By comparing past and present ecosystems, Holmgren can study local climate changes.

Biologist Robert Harbert at Stonehill College in Massachusetts has also studied pack rats to learn about past climates, including from the last Ice Age about 25,000 years ago.

Unlike studying ancient pollen or other methods of exploring our planet's history, "the material in the rat tundish is so well preserved that you can learn more specifically about the types of plants," Hubbert said, the temperatures and other conditions of ancient climates.

, based on the species of plants they are found in amber.

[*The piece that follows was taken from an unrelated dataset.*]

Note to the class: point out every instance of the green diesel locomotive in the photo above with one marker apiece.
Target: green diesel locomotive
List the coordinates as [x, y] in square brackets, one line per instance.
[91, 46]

Hubbert and other researchers also use Ambela to study rodent evolution, local extinctions, and migration patterns of plants and animals.

Amberat played a key role in discovering that Pueblo ancestors used local building wood and fuel in Chaco Canyon, leading to the abandoned cultural center of more than a thousand years ago in what is now New Mexico, the "KDSPE" "KDSPs" swarms of rats,

As well as their black cousins, our rats, don't just collect twigs and seeds.

When rats live near humans, they tend to abscond, taking with them anything shiny or unique they can find.

On the U.S. Atlantic coast, rats hide their treasures behind makeshift walls rather than preserve them through fossils because the climate wasn't dry enough for Ambela to form.

Thanks to these little hoarders, historians have learned new details about the lives of enslaved workers in the southeastern United States, including at the Nathaniel Russell house, where

Material found among rats in the kitchen near house).

(Charleston Historical Foundation) Nathaniel Russell was an antebellum ship merchant and slave trader whose 1808 Charleston, South Carolina, house has been designated a National Historic Landmark since 1973.

Administrators who work at the house admit that their knowledge of its residents is incomplete.

“We’ve been to the Nathaniel Russell House several times to try to see the house and grounds from different perspectives,” said Rusha Kamath, an architectural preservation researcher and graduate of Clemson University and the College of Charleston.

“One is by getting to know the African Americans who lived there.